Подошел медведь к воротам. Ворота ему сами распахиваются, слуги невидимые шепчут: «Великий гость!» А Алеша на крыльце, в кафтане чужом шелковом, улыбается: «О, Михайло Потапыч, прости, что бочонок твой заимствовал. Не во зло, а во благо: людям помогать хочу». Медведь глаза сузил: «Слово твоё – сахар, да мысли твои – полынь. Всякая вещь по роду и месту стоит. «Аще не твоё – не трож», так старцы рекли».

Алеша не уступает: «Слуги невидимые, накройте стол, угостите гостя». И зашумели палаты, пар пошел, запахи сладкие повисли. Медведь сел, хлебнул квасу, и – сердце его смягчилось. «Не стану я, – думает, – костью в горле быть: коли уж взял – да будь по тебе. Токмо помяни: «не гордись, человече, яко вся слава – трава».

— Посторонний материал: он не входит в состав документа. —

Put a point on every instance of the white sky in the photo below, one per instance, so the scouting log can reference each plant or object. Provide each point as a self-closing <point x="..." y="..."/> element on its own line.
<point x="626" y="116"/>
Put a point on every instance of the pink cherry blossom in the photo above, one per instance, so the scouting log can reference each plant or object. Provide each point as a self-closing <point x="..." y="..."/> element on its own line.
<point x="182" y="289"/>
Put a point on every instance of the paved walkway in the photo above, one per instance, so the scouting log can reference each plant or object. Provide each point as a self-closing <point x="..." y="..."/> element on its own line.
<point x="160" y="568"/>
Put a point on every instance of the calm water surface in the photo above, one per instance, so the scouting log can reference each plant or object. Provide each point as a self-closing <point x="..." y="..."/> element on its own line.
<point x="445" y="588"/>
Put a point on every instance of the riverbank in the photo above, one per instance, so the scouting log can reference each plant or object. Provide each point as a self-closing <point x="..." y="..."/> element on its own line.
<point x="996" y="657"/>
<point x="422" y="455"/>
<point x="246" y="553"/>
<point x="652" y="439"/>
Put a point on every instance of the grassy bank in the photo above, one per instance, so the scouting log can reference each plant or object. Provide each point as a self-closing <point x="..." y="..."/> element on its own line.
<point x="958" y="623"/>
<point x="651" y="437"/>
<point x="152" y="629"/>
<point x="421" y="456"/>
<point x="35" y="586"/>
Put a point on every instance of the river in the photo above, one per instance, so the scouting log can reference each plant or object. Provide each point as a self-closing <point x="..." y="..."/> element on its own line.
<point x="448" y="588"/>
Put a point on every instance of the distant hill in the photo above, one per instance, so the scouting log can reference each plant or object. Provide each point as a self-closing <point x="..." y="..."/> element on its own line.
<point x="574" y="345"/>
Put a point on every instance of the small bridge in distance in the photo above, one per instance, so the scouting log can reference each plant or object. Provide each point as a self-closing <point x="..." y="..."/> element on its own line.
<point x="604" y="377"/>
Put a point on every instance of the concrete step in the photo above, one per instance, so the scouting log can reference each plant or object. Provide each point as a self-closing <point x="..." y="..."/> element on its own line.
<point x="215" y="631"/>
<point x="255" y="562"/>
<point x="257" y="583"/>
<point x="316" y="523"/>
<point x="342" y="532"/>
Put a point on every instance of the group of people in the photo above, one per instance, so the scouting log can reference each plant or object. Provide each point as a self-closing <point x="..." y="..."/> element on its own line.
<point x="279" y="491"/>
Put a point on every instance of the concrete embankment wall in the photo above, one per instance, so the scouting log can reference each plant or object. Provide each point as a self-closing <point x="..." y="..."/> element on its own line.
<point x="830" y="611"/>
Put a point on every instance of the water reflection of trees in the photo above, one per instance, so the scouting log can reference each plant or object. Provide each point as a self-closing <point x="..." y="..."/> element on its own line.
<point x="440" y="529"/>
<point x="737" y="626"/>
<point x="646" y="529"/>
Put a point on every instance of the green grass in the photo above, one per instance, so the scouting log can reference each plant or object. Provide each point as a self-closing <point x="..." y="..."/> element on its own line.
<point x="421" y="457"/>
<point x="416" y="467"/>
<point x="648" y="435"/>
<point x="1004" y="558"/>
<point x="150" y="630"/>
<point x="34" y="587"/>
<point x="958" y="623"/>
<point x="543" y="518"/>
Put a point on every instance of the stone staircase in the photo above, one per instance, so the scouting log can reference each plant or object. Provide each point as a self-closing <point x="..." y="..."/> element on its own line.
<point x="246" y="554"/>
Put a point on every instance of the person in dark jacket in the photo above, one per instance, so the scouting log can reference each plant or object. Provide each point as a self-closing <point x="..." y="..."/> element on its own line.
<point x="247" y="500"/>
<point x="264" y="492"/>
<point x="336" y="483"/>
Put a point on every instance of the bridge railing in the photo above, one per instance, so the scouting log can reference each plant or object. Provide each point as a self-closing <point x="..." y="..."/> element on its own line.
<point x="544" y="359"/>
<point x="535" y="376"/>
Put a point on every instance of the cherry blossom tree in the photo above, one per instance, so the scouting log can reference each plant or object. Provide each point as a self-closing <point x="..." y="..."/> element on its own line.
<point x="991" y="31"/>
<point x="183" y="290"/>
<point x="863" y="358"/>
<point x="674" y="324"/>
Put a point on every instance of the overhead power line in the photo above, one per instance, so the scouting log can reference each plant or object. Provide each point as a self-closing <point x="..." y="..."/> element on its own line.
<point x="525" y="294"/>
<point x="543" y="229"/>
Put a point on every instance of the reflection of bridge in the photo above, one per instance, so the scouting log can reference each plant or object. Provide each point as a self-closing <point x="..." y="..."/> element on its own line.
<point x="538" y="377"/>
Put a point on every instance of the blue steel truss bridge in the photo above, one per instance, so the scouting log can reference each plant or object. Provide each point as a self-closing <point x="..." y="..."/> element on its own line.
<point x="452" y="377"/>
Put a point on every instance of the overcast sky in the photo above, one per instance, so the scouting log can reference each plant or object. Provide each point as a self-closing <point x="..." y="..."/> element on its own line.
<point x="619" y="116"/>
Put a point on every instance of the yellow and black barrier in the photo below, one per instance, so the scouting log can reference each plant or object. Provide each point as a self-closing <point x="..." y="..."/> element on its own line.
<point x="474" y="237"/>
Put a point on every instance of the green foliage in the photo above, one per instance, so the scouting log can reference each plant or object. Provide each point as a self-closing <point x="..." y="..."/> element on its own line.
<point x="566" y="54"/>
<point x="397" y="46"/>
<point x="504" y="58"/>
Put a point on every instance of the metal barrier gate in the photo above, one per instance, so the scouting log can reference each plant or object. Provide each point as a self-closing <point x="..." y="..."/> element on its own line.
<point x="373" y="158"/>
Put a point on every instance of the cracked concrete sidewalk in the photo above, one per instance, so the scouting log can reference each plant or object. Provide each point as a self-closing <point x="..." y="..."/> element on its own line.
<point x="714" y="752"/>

Прошли дни. Стал Алеша людей из слободок да деревень в град пускать: кому хлеба, кому крыша, кому печь натопить. Слуги невидимые трудятся без устали, и радость большая пошла. Да вдруг случилось зло: пришел жадный староста из соседнего села, услышал про чудо, да задумал бочонок себе прибрать. «Аще котить – замок явится, аще спрятать – у меня будет власть». Ночью пробрался он, да начал бочонок покатывать дворами тайком, произнес слова неправые, не от сердца, а от алчности. И разом стемнело, ветры завыли, палаты заскрипели. Невидимые слуги, «яко тени смущенные», перестали слушаться.

Алеша понял: «Не к добру». Побежал к воротам, а навстречу – Михайло. «Видишь, – молвит медведь, – не всякому слово ключ. «Чистому – чисто, а скверному – во осуждение». Давай-ка, Алеша, обратно бочонок на корень положим, «да будет место всякой вещи своё»». Алеша голову повесил: «Виноват есмь. Прости, отец-лес». Сняли бочонок со сводов, вывезли в поле. Алеша покатил его по траве и сказал смиренно: «Во имя мира, сокройся, чудо, покуда час не настанет». И замок потихоньку занырнул в туман, «яко корабль в млечных водах», растворился, и только круглая трава легла, примялась, да росою засверкала.